Marcel Bleibtroy ( French: Marcel Bleibtreu ; August 26, 1918 - December 25, 2001 ) - French Trotskyist, Marxist theorist.
| Blybtroy, Marseille | |
|---|---|
| Marcel bleibtreu | |
| Date of Birth | August 26, 1918 |
| Place of Birth | Marseilles |
| Date of death | December 25, 2001 ( 83) |
| Citizenship | France |
| Occupation | |
| Education | |
| The consignment | MCI , then INC , then INC Pierre Lambert , then OSB |
| Main ideas | Marxism , Trotskyism |
Short Biography
Blybtroy was born in Marseille at the end of the First World War. After graduating from Lyceum Condorcet, he began to study medicine in Paris . In 1936, Marcel joined the International Workers' Party , which in 1944 merged with several other Trotskyist groups into the International Communist Party (ITUC), which became the French section of the Fourth International . Under the pseudonym Pierre Favre, Blaibtroy directs political work in the suburbs of Paris - Puto, Suren and Nanterre .

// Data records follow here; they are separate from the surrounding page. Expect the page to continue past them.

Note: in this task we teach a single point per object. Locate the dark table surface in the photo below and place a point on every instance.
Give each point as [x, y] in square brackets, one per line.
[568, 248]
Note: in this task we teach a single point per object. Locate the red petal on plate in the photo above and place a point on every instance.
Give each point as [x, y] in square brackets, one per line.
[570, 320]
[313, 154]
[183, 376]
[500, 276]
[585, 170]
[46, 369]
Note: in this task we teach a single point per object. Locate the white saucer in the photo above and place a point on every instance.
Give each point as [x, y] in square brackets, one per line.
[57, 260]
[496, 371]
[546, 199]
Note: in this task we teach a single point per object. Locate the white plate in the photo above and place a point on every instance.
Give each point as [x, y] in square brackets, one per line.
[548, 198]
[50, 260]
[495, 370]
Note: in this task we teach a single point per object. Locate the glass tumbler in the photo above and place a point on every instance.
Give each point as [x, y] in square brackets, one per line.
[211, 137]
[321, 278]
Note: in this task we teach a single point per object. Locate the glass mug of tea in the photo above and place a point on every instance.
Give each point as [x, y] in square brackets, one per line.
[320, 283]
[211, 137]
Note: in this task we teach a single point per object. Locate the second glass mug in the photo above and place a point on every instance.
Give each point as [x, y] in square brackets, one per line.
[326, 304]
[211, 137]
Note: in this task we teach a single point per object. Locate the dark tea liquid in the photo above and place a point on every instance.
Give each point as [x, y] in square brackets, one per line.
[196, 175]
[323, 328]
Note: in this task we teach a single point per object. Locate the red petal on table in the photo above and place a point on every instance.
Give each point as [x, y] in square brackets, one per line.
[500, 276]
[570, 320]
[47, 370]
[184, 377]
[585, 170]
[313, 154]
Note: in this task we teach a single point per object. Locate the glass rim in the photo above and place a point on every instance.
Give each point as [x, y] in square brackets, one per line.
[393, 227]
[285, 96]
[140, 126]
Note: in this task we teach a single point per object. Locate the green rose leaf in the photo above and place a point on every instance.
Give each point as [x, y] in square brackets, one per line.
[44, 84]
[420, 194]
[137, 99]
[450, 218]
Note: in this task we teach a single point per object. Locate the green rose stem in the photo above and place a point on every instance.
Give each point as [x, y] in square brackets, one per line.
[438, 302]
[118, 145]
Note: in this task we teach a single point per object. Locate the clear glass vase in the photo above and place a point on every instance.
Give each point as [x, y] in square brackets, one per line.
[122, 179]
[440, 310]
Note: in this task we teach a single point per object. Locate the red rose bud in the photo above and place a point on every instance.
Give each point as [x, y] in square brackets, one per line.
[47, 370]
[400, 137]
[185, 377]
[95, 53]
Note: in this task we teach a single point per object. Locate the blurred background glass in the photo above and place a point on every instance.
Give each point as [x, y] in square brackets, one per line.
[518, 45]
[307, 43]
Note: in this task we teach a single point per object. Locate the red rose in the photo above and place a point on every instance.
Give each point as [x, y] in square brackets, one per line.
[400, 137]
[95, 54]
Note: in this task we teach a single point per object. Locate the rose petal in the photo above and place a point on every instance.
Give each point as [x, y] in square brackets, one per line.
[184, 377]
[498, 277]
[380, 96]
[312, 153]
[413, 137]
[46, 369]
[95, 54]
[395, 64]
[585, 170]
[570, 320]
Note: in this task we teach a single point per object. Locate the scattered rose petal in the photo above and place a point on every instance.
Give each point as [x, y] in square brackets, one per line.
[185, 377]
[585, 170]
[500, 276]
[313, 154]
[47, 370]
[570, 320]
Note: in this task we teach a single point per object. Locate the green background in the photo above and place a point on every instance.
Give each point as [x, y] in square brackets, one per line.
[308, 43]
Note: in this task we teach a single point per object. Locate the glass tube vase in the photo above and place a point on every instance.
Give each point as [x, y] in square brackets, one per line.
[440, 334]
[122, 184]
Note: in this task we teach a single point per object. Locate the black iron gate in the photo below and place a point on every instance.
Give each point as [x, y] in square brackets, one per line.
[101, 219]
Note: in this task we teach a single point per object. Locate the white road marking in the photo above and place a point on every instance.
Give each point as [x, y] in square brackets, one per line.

In November 1944, Blybtroy became editor of the party newspaper La Vérité . Together with Pierre Lambert was the leader of the split in the 1952 INC and in the 1953 Fourth International.
During the Algerian War of Independence in the ITUC, differences began between Lambert and Blythebroi to support the national liberation organizations that existed in Algeria. Lamber believed that it was necessary to focus on the Movement for the Triumph of Democratic Freedoms (MTLD) led by Messali Hajj , and Blaibtra on the Revolutionary Committee of Unity and Action (KRUA, the forerunner of the National Liberation Front ).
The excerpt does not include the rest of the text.